In an embodiment, the event type classification module 14, the processor 24 or the like may analyze data provided by an electronic compass (e.g. obtained via a magnetometer) to determine the orientation of a camera or other image capturing device while a media content event was recorded. In some embodiments, media content event data and compass data may be simultaneously stored and/or captured. An instantaneous horizontal camera orientation as well as an average horizontal camera orientation may be extracted throughout the length of each video.

In an embodiment, the event type classification module 14, the processor 24 or the like may utilize average camera orientations received from a plurality of mobile terminals that recorded and/or captured media content of the public event to determine how users and mobile terminals are spread within an area. Such a determination may be used to estimate a pattern of camera orientations at the event. See for example FIGS. 2 and 3.

Alternatively or additionally, compass data may also be used to determine the rate of camera panning movements. Gyroscope data may be also used to determine a rate of camera panning movements. In particular, a camera panning rate may be determined for each user based on compass data captured during the camera motion. Then, for each media content event, a rate of camera panning may then be computed. A weighted average of the panning rates for some or all media content may be determined, where the weight may be, in an embodiment, the length of the media content event. The weighted average may then be compared to a predetermined threshold to determine whether the average panning rate is for example low or high. By way of example, in a sporting event a panning rate may be higher than in a live music show.

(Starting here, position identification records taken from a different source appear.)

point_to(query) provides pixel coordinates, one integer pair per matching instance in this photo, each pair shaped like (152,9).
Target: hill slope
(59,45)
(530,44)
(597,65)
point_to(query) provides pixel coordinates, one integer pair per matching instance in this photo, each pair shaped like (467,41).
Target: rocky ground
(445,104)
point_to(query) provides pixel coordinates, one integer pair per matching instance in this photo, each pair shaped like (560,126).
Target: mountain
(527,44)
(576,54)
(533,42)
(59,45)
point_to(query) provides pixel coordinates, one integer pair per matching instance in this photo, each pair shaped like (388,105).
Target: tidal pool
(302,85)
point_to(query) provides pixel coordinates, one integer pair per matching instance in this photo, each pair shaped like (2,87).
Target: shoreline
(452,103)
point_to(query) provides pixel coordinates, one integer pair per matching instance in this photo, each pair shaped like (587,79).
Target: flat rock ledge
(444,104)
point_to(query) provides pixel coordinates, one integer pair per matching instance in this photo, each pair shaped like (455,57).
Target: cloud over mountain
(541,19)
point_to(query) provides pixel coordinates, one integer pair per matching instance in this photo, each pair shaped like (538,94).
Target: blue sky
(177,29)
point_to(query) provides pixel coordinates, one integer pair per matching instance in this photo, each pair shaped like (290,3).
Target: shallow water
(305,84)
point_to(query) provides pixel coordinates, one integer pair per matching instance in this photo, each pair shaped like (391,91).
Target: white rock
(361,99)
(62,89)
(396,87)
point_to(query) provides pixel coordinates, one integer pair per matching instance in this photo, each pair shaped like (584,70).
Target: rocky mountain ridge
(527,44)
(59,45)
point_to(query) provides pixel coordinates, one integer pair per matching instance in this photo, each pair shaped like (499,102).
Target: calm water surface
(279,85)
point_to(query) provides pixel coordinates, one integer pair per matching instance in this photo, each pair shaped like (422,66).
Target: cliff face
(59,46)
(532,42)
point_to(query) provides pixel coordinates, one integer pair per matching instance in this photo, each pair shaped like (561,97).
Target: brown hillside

In an embodiment, the event type classification module 14, the processor 24 or the like may utilize accelerometer sensor data or gyroscope data to determine an average camera tilt angle (e.g. the average vertical camera orientation). The rate of camera tilt movements may be computed by analyzing accelerometer or gyroscope data captured during a recording of a media content event. A weighted average of the tilt rates for some or all media content may be determined using, in an embodiment, the media content event lengths as a weight value. The obtained weighted average of the tilt rates of the videos may be compared with a predefined threshold to classify the tilt rate as low or high. By way of example, low tilt rates are common during the recording of live music events whereas high tilt rates are more common for sporting events.

In an embodiment, the event type classification module 14, the processor 24 or the like may determine a GPS lock status (e.g. the ability of a GPS receiver in a mobile terminal to determine a position using signal messages from a satellite) for each camera that is related to the generation of a media content event. An average GPS lock status may be computed for some or all cameras. Instantaneous GPS coordinates may be extracted for each media content event and may be calculated for the duration of a media content event.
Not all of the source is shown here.